Atlas. Une archéologie du savoir visuel

S'il s'agit de l'enseignement principal d'un enseignant, le nom de celui-ci est indiqué en gras.

1er, 3e et 5e lundis du mois de 18 h à 20 h (INHA, auditorium, 2 rue Vivienne 75002 Paris), du 19 octobre 2009 au 17 mai 2010

Nous poserons cette année, à partir du Bilderaltas Mnemosyne d’Aby Warburg, la question : qu’est-ce qu’un atlas d’images ? Façon de s’interroger sur les conditions, esthétiques autant qu’épistémologiques, d’une connaissance par les montages qu’en marge d’une réflexion sur la méthode nous chercherons à décrire dans une suite d’exemples pris dans l’histoire des religions, l’histoire des sciences naturelles et culturelles, jusqu’à de récents cas où la « forme atlas » investit la production d’artistes et de cinéastes contemporains.
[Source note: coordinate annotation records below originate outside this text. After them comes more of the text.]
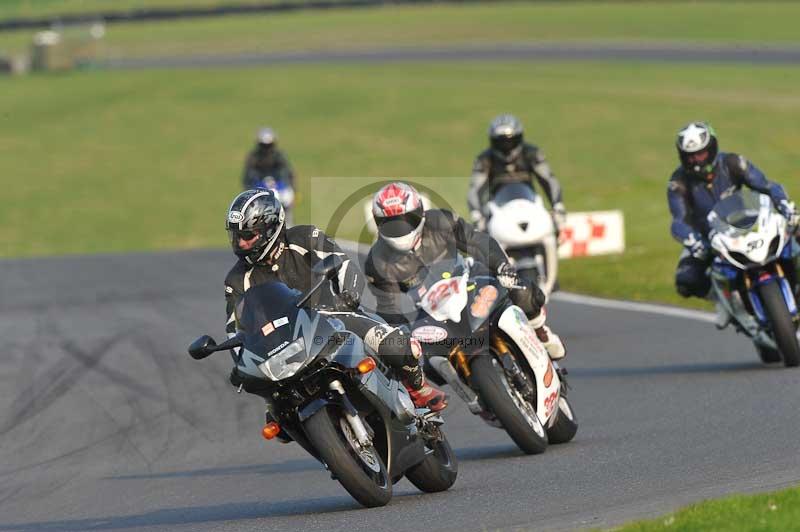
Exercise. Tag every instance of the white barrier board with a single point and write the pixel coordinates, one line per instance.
(592, 233)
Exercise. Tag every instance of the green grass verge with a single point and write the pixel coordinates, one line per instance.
(118, 161)
(47, 8)
(766, 512)
(755, 22)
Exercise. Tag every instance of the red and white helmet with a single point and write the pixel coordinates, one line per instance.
(399, 215)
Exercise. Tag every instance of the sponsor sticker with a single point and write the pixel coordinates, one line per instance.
(429, 334)
(548, 375)
(284, 344)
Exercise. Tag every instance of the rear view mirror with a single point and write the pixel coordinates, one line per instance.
(328, 266)
(202, 347)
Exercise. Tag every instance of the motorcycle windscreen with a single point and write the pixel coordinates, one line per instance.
(513, 191)
(267, 314)
(737, 213)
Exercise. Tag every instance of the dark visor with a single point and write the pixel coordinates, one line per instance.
(398, 226)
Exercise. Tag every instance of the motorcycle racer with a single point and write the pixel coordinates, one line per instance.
(509, 159)
(704, 176)
(269, 251)
(409, 238)
(266, 159)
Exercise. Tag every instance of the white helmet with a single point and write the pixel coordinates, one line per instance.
(266, 136)
(399, 215)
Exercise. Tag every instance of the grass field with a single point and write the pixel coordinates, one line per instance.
(771, 511)
(44, 8)
(684, 22)
(117, 161)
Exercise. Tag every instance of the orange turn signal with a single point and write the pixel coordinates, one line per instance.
(366, 365)
(270, 430)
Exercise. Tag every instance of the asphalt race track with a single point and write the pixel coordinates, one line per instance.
(106, 423)
(542, 51)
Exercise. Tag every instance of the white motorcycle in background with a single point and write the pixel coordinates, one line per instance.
(519, 221)
(749, 277)
(481, 344)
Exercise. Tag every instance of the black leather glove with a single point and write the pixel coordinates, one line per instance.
(507, 275)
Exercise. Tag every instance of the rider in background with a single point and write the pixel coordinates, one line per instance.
(704, 176)
(509, 159)
(410, 238)
(265, 159)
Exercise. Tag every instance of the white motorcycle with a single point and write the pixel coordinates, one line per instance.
(753, 275)
(482, 345)
(519, 221)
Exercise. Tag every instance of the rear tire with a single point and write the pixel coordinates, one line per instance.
(783, 328)
(439, 469)
(566, 425)
(370, 486)
(488, 377)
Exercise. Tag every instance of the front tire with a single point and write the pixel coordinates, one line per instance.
(520, 421)
(363, 474)
(783, 328)
(439, 469)
(768, 355)
(566, 425)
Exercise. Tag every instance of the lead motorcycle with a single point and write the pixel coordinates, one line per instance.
(332, 395)
(482, 345)
(753, 273)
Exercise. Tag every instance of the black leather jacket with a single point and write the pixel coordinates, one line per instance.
(391, 273)
(290, 263)
(490, 170)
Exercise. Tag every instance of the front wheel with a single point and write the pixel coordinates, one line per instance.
(566, 425)
(358, 469)
(783, 328)
(439, 469)
(767, 354)
(514, 411)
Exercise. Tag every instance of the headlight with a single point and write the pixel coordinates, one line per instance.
(286, 362)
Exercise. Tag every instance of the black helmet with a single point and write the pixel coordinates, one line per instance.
(505, 136)
(697, 148)
(257, 218)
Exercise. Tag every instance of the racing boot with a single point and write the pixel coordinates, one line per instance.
(428, 397)
(722, 318)
(551, 341)
(423, 395)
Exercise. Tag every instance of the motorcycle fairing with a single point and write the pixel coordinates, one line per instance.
(515, 324)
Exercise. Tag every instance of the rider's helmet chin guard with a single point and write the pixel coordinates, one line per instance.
(266, 138)
(697, 148)
(257, 218)
(399, 215)
(505, 136)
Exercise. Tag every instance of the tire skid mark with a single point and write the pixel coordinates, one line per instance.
(186, 415)
(82, 449)
(57, 381)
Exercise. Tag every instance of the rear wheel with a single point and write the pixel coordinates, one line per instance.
(359, 469)
(439, 469)
(514, 411)
(783, 327)
(566, 425)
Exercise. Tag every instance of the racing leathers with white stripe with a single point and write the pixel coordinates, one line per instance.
(291, 263)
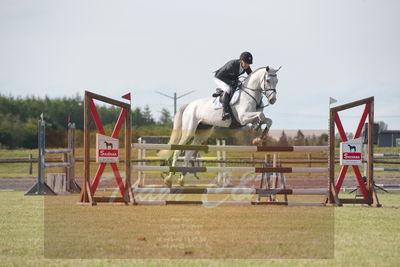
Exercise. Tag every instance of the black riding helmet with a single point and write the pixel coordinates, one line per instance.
(246, 57)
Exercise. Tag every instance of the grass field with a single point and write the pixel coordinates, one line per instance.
(50, 231)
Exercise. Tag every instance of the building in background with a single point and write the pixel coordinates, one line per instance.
(389, 138)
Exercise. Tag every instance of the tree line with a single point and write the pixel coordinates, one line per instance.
(19, 121)
(19, 118)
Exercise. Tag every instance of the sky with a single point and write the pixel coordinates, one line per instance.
(345, 49)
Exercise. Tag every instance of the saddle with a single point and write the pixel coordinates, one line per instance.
(218, 94)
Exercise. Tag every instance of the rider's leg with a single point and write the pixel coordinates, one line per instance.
(225, 98)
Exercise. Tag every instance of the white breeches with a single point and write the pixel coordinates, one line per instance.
(222, 85)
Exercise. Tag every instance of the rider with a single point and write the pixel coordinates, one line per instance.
(227, 78)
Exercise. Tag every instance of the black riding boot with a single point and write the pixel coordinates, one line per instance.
(225, 99)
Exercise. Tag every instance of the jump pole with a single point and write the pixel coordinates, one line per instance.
(369, 194)
(89, 186)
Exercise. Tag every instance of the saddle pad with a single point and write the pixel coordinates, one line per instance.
(217, 104)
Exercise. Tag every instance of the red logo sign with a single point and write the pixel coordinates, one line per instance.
(108, 153)
(351, 156)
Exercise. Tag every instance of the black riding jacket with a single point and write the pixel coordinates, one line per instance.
(230, 72)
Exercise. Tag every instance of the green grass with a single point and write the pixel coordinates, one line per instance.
(22, 169)
(363, 236)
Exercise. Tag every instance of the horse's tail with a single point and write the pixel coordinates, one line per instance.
(175, 135)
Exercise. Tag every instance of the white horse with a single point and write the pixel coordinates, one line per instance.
(195, 121)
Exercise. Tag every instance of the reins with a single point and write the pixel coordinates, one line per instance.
(264, 92)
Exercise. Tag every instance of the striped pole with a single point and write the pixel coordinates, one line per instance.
(386, 155)
(185, 190)
(387, 169)
(230, 169)
(207, 148)
(225, 203)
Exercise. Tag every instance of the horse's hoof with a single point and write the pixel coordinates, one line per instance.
(256, 141)
(168, 181)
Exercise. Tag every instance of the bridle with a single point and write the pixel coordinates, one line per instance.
(264, 91)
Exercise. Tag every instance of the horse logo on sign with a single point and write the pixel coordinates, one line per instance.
(107, 149)
(350, 152)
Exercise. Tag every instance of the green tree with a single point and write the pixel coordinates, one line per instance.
(165, 117)
(299, 139)
(283, 140)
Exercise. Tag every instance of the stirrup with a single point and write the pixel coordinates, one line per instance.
(226, 116)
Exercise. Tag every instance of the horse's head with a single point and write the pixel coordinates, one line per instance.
(268, 85)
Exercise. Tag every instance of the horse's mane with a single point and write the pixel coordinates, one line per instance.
(248, 76)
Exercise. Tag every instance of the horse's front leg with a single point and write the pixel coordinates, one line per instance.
(186, 161)
(257, 119)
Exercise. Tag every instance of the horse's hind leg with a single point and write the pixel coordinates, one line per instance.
(200, 136)
(186, 136)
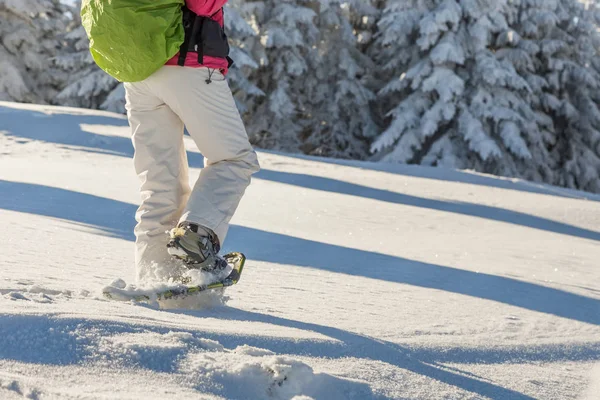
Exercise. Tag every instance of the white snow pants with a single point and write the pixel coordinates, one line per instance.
(158, 108)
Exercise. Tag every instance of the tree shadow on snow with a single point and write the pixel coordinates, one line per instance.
(60, 341)
(449, 175)
(65, 129)
(426, 362)
(469, 209)
(115, 218)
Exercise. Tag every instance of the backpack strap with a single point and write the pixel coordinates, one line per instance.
(189, 19)
(205, 36)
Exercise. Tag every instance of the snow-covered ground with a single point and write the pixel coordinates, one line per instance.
(363, 280)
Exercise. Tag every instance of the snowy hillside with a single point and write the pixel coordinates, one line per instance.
(363, 281)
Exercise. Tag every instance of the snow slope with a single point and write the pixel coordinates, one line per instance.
(363, 280)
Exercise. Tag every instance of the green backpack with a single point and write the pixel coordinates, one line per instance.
(131, 39)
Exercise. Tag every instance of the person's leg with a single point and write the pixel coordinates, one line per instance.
(161, 163)
(212, 119)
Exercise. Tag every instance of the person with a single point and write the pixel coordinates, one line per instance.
(189, 91)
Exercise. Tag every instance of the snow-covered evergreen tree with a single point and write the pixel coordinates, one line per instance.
(287, 33)
(314, 76)
(336, 86)
(467, 79)
(28, 31)
(242, 32)
(86, 85)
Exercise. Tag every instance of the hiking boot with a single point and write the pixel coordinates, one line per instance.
(197, 247)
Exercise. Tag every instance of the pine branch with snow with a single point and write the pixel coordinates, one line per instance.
(28, 32)
(504, 87)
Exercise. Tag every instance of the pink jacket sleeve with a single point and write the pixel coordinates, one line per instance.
(205, 7)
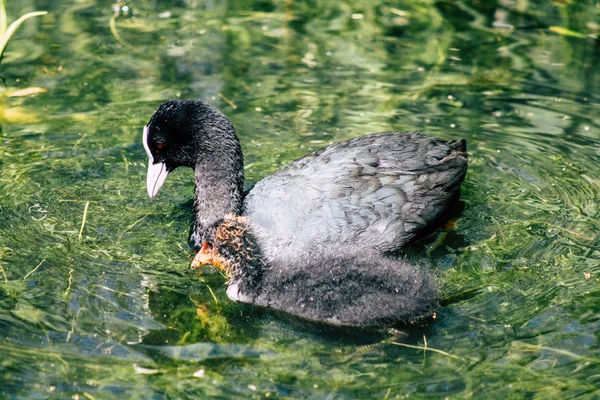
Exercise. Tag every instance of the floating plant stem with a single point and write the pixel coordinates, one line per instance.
(6, 34)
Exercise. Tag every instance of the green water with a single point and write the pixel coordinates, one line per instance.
(96, 297)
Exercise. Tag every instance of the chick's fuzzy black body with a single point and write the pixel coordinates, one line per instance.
(339, 286)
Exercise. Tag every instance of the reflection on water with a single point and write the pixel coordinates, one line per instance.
(96, 298)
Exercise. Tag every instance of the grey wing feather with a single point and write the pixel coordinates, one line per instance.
(378, 191)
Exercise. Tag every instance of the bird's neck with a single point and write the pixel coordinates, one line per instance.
(218, 192)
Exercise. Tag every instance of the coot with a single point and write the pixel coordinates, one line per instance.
(374, 193)
(340, 285)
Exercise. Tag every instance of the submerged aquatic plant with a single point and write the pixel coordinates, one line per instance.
(7, 32)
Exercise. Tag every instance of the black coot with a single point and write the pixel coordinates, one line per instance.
(375, 192)
(309, 239)
(340, 286)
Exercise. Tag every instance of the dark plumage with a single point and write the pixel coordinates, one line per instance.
(379, 191)
(311, 237)
(340, 286)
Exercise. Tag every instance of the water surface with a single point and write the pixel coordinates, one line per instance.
(96, 297)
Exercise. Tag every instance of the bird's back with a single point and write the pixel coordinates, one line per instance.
(379, 191)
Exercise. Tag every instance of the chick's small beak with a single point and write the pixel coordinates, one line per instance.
(207, 256)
Aires culturelles : Europe, Méditerranéens (mondes),

Domaine de l'affiche : Signes, formes, représentations

Intitulé général : Anthropologie du visuel

Adresse(s) électronique(s) de contact : gdh(at)ehess.fr

Compte rendu

À quiconque s’interroge sur le rôle des images dans notre connaissance de l’histoire, l’atlas Mnémosyne apparaît comme une œuvre-phare, un véritable moment de rupture épistémologique. Composé – mais constamment démonté, remonté – par Aby Warburg entre 1924 et 1929, il ouvre un nouveau chapitre dans ce qu’on pourrait nommer, à la manière de Michel Foucault, une archéologie du savoir visuel. C’est une enquête « archéologique », en effet, qu’il aura fallu mener pour comprendre la richesse inépuisable de cet atlas d’images qui nous fait voyager de Babylone au XXe siècle, de l’Orient à l’Occident, des monstra les plus proches (pulsions viscérales) aux astra les plus lointains (constellations d’idées), des beautés de l’art aux horreurs de l’histoire.
Nous avons commencé de raconter, par un montage de « gros plans » plutôt que par un récit continu, les métamorphoses d’Atlas – ce titan condamné par les dieux de l’Olympe à ployer indéfiniment sous le poids du monde – en atlas, cet forme visuelle et synoptique de connaissance dont nous comprenons mieux, aujourd’hui, depuis Gerhard Richter ou Jean-Luc Godard, l’irremplaçable fécondité. On a donc tenté de restituer la pensée visuelle propre à Mnémosyne : entre sa première planche, consacrée à l’antique divination dans les viscères, et sa dernière, hantée par la montée du fascisme et de l’antisémitisme dans l’Europe de 1929. Façon de reposer la question du rôle des images dans la lisibilité de l’histoire, que nous avons mis à l’épreuve d’une œuvre contemporaine, celle de l’artiste allemand Harun Farocki qui revisite – et remonte – certains documents de la violence politique. On découvre alors ce que c’est, aujourd’hui, qu’une possible restitution de l’histoire dans le travail des images.

Publications
Remontages du temps subi. L’œil de l’histoire, 2, Paris, Éditions de Minuit, 2010.
• Atlas ¿Cómo llevar el mundo a cuestas ?, trad. María Dolores Aguilera, Madrid, Museo Nacional Centro de Arte Reina Sofía, 2010. – Atlas. How to Carry the World on One’s Back ?, trad. S. B. Lillis, Madrid, Museo Nacional Centro de Arte Reina Sofía, 2010.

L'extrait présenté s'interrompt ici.